Hang in there, big feller. Don't leave unless they drag you out!
And from a purely practical standpoint, why should he leave? His term is almost over. The 2010 primary is about a year away. The campaign will be gearing up in a matter of months. Unless Governor Quinn were to stun us all by appointing a Republican--or, God forbid, a Green--whoever replaces Burris will vote the same way on President Obama's legislation.
Yes, it's true, the longer Burris stays the more embarrassment it brings to our entire political system. But what's wrong with that? We deserve to be the butt of the jokes. In the long run, it may even help us by giving the International Olympic Committee pause before they shackle us with Mayor Daley's games.
Besides, what's really accomplished by driving Burris out? Will it make our state representatives bolder in their dealings with House speaker Madigan? Will it inspire aldermen to keep the mayor from selling off assets or squandering money on the Olympics? Will the Community Development Commission or the Chicago Plan Commission stop acting like rubber stamps on deals for insiders? I doubt it.

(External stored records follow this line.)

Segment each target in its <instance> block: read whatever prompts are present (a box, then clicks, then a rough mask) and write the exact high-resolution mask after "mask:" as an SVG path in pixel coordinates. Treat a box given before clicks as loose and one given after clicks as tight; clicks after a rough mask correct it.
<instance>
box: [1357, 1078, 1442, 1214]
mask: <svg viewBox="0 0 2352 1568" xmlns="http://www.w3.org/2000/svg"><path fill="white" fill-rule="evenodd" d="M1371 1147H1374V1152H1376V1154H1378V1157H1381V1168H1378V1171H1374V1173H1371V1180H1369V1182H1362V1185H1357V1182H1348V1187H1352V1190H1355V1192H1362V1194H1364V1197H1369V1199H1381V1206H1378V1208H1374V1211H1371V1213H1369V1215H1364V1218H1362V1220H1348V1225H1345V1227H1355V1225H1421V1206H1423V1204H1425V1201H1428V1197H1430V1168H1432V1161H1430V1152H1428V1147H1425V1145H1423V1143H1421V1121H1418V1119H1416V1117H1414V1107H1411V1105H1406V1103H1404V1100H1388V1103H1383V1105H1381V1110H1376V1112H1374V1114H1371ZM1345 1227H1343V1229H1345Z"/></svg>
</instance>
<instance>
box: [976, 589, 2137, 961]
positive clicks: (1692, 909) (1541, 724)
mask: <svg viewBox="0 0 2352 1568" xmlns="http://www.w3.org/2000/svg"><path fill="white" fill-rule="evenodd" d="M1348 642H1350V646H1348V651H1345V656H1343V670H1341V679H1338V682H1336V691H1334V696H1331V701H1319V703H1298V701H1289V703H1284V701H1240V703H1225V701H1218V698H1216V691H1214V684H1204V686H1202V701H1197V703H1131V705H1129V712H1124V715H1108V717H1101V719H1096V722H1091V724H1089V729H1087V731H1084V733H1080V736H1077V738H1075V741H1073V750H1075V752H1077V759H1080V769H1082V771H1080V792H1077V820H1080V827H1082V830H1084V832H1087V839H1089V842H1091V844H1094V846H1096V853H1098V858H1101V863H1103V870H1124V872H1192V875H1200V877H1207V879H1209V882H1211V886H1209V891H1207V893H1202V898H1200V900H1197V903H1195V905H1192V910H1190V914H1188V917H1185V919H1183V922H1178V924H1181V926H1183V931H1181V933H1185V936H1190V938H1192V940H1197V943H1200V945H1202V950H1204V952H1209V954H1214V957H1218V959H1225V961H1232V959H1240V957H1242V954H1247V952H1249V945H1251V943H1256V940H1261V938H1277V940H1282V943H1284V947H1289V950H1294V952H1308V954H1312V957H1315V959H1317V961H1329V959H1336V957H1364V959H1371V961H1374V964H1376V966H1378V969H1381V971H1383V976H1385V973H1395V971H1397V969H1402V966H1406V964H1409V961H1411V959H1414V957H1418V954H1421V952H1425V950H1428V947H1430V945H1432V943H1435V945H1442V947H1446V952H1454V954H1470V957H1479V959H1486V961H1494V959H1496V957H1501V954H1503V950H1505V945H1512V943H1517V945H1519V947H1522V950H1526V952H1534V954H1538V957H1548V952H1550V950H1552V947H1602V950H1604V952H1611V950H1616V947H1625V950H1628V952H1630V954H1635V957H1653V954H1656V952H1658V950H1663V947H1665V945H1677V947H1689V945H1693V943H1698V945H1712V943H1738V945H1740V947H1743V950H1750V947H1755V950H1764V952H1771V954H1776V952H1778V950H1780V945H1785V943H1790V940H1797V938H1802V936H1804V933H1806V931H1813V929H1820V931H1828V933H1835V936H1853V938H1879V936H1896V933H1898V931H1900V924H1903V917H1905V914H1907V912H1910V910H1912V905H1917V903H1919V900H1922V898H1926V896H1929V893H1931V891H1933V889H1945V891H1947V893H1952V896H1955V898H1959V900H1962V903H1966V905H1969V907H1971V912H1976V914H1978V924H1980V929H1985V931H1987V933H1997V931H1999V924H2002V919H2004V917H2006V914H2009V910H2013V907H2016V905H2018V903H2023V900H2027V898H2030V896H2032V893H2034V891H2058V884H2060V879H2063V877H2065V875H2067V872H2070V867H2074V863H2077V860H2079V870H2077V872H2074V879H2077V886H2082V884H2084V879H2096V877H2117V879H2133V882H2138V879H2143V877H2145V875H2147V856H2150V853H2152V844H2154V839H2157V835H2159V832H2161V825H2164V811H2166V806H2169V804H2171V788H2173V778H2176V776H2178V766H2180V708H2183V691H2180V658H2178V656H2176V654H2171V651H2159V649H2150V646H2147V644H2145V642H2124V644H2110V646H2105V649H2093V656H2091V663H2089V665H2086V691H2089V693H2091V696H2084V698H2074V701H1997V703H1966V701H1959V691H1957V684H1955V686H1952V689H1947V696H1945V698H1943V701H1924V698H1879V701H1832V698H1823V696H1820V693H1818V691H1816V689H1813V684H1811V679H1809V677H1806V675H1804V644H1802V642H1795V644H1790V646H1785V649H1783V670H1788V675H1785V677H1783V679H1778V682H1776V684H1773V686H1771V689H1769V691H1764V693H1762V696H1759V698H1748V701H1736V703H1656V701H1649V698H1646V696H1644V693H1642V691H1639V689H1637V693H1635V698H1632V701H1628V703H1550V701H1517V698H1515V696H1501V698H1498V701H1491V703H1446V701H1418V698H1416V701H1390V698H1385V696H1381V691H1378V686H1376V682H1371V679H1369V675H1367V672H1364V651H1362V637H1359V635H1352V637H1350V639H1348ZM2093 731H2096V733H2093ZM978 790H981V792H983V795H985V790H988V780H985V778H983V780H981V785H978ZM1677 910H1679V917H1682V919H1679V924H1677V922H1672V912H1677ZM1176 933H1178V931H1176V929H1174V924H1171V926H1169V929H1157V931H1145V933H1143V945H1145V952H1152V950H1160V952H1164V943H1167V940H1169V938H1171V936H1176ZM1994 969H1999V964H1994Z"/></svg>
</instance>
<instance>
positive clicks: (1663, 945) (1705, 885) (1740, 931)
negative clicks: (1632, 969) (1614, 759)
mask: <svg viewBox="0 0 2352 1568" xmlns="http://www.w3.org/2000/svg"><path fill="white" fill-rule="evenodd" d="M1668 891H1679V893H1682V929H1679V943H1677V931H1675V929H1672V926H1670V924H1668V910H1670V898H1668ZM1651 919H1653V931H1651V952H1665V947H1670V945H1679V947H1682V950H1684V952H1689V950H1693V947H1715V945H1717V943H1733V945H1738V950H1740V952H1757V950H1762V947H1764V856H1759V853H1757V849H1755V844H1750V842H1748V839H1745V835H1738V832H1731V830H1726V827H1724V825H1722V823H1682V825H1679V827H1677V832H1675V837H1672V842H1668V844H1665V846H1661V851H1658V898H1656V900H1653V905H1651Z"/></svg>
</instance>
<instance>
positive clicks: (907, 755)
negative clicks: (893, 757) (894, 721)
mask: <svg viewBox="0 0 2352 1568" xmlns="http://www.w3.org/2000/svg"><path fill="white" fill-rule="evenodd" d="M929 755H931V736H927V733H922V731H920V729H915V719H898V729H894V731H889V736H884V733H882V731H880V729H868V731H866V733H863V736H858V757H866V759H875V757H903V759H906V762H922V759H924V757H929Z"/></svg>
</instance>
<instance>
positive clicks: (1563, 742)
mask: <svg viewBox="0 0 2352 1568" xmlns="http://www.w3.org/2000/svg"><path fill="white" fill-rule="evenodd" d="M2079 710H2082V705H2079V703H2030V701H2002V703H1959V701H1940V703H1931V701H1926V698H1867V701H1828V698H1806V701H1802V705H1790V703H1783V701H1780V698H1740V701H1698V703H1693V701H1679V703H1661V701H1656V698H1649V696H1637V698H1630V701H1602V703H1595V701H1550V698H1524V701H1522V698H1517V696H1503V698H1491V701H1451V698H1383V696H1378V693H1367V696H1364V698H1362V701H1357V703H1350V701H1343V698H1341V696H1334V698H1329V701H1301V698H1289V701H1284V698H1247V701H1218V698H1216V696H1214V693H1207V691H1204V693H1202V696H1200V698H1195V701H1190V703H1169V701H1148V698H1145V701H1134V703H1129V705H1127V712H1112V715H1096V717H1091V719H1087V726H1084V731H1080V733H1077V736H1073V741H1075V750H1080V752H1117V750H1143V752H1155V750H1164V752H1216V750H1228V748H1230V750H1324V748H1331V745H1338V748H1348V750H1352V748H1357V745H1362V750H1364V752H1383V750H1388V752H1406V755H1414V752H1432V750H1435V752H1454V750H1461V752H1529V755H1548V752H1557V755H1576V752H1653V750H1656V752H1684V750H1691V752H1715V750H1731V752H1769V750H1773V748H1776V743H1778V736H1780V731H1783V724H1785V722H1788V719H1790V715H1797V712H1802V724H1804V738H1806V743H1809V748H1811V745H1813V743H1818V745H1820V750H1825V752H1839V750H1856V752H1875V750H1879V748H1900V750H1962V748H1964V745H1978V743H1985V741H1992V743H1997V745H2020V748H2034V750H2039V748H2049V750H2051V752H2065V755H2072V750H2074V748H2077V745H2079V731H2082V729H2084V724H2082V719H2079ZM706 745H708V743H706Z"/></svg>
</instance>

We're like the townspeople in Shirley Jackson's short story "The Lottery." Every now and then we pillory a politician--George Ryan, Rod Blagojevich, Roland Burris. It makes us feel really good about ourselves. Then we look the other way while the rest of them rob us blind.
I'm starting to wish that U.S. Attorney Patrick Fitzgerald hadn't even bothered to interrupt Blago's scheming back in December. If you recall, Fitzgerald said he arrested Blago to keep him from tainting the process of appointing a senator to fill Obama's vacant seat. In other words, Fitzgerald wanted to avoid exactly what we have.
I wish Fitzgerald had let it all play it out so we could see exactly how our pols behave when they think no one's listening. If nothing else, I'd love to see how that Tribune deal really was going to work.